My heart shattered as he recounted how he and his younger brothers, ranging in age from 12-17 years old, witnessed atrocious acts of violence against neighbors and family—and how they narrowly escaped. Even now I am haunted by his story, especially as my own children grow to the age that Jean-Luc was when he endured that horrific trauma.
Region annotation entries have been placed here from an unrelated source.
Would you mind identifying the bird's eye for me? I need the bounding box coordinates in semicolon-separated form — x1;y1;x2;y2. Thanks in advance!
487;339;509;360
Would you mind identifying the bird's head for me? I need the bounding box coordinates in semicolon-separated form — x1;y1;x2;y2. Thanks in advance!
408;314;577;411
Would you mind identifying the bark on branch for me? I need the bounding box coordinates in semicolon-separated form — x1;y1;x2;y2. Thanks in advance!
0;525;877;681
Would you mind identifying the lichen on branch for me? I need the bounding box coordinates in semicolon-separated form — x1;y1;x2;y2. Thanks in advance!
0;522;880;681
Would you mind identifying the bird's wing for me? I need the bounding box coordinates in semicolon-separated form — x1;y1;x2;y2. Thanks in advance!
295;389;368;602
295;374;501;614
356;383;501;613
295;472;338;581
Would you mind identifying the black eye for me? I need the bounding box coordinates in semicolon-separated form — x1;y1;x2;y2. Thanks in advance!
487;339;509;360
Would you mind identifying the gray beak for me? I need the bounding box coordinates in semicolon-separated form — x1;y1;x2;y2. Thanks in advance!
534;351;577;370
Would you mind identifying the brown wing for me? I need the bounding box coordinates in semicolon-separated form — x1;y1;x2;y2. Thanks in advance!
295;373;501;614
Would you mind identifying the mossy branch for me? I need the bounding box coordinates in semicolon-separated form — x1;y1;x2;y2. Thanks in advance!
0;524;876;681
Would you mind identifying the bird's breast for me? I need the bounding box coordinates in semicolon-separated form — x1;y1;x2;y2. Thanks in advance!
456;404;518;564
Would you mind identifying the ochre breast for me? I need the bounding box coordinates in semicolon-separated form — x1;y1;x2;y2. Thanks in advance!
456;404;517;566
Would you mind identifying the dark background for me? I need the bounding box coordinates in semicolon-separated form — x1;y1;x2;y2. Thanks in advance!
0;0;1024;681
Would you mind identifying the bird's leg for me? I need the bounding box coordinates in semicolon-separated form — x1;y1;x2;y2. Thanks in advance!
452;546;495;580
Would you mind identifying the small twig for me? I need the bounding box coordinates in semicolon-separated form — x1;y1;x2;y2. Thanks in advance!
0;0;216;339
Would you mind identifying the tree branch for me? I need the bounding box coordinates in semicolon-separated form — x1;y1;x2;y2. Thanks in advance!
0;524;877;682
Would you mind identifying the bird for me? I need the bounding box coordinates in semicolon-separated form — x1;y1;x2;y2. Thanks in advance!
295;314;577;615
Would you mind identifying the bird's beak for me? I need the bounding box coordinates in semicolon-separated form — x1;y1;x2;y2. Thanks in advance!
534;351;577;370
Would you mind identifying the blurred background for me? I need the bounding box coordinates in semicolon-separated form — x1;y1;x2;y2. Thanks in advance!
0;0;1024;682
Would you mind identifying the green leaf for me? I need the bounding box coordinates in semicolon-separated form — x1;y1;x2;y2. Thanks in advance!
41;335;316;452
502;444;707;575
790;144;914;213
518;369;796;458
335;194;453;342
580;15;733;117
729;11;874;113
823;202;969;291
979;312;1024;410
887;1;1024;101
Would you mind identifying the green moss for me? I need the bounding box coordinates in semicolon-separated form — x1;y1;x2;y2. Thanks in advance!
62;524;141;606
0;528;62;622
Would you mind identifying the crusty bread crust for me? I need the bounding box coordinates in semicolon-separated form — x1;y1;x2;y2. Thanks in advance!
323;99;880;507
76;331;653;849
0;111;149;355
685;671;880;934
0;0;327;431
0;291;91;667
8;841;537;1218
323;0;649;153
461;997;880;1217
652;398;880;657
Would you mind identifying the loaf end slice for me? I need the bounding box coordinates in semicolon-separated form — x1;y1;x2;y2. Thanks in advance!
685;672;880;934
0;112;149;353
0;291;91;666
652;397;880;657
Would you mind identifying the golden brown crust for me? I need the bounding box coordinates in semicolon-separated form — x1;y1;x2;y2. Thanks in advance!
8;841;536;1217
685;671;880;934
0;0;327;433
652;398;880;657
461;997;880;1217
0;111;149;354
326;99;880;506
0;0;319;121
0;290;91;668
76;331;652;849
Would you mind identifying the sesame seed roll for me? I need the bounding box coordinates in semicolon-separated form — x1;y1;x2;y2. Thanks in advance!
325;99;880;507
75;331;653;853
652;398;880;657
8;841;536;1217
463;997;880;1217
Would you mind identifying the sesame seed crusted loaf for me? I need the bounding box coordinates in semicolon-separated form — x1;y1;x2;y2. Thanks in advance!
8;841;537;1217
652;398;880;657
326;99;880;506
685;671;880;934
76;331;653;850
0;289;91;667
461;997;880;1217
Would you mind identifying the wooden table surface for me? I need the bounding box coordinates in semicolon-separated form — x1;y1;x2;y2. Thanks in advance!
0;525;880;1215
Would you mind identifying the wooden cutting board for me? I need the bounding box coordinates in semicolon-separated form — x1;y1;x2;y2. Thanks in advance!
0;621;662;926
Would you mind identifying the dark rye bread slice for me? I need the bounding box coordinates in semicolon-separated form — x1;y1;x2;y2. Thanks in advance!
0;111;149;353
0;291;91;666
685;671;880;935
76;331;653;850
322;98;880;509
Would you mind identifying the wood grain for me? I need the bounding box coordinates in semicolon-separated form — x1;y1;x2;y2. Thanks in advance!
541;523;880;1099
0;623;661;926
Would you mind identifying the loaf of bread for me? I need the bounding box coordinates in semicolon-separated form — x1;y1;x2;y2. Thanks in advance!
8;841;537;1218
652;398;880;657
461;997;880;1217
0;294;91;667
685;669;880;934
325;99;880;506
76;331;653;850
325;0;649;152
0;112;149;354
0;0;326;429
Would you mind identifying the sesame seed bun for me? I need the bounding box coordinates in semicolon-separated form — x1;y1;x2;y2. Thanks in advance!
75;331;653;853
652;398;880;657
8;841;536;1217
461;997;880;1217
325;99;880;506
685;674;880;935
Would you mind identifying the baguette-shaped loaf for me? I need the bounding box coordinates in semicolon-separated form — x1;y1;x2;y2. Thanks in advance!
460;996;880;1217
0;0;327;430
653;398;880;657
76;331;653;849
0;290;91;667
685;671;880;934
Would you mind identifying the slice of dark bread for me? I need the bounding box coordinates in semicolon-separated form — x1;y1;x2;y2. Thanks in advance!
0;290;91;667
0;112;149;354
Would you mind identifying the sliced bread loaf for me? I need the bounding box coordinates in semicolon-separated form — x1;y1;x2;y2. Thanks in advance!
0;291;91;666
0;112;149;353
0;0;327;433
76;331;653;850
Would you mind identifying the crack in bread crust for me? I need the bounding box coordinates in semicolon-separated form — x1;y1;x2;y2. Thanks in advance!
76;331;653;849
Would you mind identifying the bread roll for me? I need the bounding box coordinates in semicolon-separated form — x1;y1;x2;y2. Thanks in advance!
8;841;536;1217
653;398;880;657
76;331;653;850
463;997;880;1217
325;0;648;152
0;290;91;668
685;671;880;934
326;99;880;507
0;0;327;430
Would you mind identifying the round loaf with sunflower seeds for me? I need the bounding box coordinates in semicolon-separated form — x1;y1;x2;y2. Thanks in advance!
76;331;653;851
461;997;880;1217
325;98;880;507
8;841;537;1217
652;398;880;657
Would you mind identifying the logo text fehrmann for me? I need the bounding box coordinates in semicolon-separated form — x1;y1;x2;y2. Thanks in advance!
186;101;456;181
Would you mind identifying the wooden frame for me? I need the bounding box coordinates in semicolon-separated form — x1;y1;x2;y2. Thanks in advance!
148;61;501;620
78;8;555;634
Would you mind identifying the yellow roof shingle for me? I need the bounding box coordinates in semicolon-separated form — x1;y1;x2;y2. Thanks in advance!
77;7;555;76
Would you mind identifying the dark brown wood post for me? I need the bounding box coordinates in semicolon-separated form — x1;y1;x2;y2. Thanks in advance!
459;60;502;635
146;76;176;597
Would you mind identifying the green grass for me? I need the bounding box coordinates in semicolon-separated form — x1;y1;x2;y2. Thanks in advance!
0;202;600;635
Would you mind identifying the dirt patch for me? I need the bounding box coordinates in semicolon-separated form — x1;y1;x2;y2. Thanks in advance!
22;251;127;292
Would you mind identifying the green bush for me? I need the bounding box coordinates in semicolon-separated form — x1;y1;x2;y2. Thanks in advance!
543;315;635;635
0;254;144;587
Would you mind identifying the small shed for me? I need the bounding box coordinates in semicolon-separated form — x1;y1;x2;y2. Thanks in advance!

The thing that strikes me the most about my friends from Lebanon, Rwanda, and another friend who survived a decade in a refugee camp in Myanmar—they are all incredibly grateful and optimistic people.
2015 has been a year of upheaval and violence. In the wake of recent events in Paris, Beirut, and many other parts of the world, many of us have been asking: Is global peace possible?
I’m not always the wisest person, but here is what my 18-year-old self once wrote about it:
Why does humanity seem to have endless conflict? I think we forget we are not just human. We are also spirit. This life we are living is merely a moment in eternal time. We forget that we have the opportunity every moment of every day to live in Love, without conditions or limits. I can feel myself rest in my heart space when I ask myself: “Am I being kind? Am I hearing and seeing the other person? Am I a peacemaker?” These questions remove the focus from being right, being superior, and struggling for power. The urgency of conflict is diffused with the simple question, “Am I being kind?”
True friends do not have to agree on anything to be kind. Maybe peace is possible—one friendship at a time. Kindness makes room for peace.
“All we are saying is give peace a chance.”
Thank you John, for your timeless, wise, simple words.
Parts of this blog post are edited excerpts from a magazine article I originally wrote and published in March 2003. *names have been changed to protect privacy of friends.